Isabelita se despertará hoy por la mañana cumpliendo sus 89 años de edad en España, donde vive actualmente. Y es probable que se mire al espejo como de costumbre, aunque de un modo algo distinto. Ya sepultada en vida por la avalancha de información que se produjo sobre ella con el objetivo de ocultar lo que ella hizo para despertar la furia golpista de las bestias, María Estela Martínez de Perón, Isabelita, se cuestionará hoy de una manera ontológica, preguntándose y preguntando: “¿Quién soy yo? ¿Soy el monstruo que dicen que soy o soy aquello que el general Perón hubiera querido que fuera?”.

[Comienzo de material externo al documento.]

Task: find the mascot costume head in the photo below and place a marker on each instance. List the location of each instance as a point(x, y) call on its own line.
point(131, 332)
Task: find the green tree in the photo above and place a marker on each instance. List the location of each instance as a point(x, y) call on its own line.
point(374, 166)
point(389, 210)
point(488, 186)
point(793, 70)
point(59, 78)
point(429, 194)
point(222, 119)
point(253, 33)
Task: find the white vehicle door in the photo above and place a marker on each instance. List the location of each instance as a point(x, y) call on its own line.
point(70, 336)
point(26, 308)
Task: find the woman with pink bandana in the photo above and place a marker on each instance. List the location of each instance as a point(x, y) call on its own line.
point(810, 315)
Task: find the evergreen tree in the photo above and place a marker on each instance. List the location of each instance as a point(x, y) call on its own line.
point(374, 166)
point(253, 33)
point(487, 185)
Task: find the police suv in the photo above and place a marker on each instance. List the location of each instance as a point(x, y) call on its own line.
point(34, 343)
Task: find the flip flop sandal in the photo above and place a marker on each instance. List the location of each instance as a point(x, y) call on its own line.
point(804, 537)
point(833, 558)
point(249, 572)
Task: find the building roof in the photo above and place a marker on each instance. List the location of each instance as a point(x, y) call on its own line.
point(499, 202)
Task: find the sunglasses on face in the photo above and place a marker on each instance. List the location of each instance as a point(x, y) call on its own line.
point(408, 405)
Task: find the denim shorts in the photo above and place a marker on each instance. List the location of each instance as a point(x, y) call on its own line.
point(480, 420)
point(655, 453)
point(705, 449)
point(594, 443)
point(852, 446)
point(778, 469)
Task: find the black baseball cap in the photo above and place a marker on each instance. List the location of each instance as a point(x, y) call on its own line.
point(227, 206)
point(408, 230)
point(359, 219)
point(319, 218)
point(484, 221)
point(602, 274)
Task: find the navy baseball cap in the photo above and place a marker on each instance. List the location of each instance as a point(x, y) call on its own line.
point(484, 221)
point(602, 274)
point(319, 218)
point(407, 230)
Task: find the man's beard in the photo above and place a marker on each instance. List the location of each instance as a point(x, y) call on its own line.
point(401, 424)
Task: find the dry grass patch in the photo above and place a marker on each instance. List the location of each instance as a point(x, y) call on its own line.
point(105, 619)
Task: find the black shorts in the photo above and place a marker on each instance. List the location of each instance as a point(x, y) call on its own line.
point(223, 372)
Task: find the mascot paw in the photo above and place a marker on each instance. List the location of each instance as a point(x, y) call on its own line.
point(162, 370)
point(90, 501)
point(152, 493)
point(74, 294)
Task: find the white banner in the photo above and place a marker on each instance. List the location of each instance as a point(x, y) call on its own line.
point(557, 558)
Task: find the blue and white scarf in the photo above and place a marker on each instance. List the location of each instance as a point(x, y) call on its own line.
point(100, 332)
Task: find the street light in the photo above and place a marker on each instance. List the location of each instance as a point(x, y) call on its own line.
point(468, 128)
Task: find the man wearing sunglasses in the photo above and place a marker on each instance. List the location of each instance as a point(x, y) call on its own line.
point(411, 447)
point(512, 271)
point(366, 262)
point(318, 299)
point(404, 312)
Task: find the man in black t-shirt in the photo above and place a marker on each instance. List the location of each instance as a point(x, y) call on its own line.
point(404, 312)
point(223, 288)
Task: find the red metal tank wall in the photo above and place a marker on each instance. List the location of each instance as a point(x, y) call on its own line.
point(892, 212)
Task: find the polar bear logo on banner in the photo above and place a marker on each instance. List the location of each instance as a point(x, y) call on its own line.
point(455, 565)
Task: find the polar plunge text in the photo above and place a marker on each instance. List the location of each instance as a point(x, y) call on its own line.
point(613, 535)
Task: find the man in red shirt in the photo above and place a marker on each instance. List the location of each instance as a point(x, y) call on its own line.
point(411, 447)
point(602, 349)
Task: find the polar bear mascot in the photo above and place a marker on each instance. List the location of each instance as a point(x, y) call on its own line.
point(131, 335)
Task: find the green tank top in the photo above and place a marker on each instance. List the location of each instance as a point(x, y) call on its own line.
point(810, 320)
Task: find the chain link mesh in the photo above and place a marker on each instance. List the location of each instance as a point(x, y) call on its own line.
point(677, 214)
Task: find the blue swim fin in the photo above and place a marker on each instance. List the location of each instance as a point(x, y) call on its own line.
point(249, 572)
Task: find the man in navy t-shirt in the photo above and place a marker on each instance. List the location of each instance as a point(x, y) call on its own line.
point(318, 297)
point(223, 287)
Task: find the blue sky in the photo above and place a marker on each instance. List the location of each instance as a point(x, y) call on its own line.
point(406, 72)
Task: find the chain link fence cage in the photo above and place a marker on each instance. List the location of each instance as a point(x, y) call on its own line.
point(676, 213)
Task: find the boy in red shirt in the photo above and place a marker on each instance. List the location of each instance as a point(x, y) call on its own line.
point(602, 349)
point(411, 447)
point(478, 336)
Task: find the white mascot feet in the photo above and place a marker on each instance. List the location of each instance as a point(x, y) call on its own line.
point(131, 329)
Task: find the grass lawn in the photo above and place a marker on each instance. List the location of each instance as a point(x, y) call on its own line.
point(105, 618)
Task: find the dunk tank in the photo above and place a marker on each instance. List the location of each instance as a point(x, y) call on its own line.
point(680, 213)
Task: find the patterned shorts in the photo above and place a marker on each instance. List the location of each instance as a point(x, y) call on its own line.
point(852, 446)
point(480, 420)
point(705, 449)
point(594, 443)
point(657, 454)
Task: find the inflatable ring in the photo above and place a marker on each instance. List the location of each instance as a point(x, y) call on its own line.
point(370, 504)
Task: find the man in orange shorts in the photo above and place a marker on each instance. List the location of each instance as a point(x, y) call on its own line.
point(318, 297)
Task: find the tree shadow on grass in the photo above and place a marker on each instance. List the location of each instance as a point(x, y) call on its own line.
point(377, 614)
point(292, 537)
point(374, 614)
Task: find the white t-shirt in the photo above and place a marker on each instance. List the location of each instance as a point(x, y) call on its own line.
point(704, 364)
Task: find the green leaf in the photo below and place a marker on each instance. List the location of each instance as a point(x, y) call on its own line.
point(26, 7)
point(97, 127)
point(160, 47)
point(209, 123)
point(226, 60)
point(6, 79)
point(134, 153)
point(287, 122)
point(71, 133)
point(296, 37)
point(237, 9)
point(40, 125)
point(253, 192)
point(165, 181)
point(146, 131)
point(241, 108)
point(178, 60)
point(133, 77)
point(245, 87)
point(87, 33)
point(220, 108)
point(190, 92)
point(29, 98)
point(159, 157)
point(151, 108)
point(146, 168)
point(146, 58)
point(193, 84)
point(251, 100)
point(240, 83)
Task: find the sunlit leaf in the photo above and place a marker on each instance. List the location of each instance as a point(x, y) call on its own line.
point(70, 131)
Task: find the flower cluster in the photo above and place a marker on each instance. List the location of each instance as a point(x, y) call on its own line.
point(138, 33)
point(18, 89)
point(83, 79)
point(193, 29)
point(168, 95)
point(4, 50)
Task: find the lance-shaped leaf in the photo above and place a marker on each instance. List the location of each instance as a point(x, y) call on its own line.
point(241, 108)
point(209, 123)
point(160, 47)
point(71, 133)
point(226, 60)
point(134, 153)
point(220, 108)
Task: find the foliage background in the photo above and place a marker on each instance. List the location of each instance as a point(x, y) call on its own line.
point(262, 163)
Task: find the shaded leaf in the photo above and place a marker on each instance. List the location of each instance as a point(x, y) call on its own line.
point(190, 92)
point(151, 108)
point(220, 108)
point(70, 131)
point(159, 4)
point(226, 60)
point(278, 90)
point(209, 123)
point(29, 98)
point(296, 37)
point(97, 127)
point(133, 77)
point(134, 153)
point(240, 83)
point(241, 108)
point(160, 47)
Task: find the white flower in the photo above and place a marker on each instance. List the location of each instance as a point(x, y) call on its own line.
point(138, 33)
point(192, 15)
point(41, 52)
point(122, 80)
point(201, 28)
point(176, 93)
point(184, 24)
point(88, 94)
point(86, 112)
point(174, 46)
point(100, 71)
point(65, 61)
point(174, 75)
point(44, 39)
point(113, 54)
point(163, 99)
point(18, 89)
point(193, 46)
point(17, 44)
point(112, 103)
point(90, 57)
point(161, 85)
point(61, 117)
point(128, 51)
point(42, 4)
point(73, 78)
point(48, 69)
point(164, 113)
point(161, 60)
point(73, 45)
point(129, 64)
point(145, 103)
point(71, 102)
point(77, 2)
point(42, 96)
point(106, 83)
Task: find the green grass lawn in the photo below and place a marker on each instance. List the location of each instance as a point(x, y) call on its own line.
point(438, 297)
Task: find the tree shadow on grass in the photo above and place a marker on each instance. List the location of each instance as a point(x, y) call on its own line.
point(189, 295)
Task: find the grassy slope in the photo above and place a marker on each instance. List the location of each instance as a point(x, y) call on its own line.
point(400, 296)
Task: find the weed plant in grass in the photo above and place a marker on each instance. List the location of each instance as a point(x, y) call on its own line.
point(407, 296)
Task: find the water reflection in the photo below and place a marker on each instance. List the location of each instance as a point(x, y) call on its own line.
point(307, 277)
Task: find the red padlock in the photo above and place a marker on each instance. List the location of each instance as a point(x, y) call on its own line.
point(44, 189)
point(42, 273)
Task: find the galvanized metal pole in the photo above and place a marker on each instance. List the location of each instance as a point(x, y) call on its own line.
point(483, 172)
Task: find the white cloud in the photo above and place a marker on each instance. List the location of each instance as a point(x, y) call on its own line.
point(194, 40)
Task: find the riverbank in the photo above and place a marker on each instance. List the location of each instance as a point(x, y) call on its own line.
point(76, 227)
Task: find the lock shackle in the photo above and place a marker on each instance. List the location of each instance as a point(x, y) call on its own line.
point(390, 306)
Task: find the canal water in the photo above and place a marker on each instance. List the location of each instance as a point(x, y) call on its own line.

También es probable que no pueda llegar a ninguna conclusión, quizá ya ni le importe demasiado. Lo importante es que mínimamente los peronistas tengamos la capacidad de reflexionar frente a los hechos sin dejarnos arrastrar por la ola brutal del discurso dominante, que es profundamente antiperonista. No es Isabelita, sino nosotros mismos, los que estamos frente al espejo hoy y nos preguntamos: ¿Quién seremos los peronistas al fin y al cabo? ¿Seremos lo que dicen de nosotros o seremos lo que debemos ser para ostentar con justeza el título de peronistas? En el peronismo y entre peronistas, se sabe, no hay nada mejor para el uno que el otro, aunque a veces nos ponemos selectivos y nos comemos bien la curva.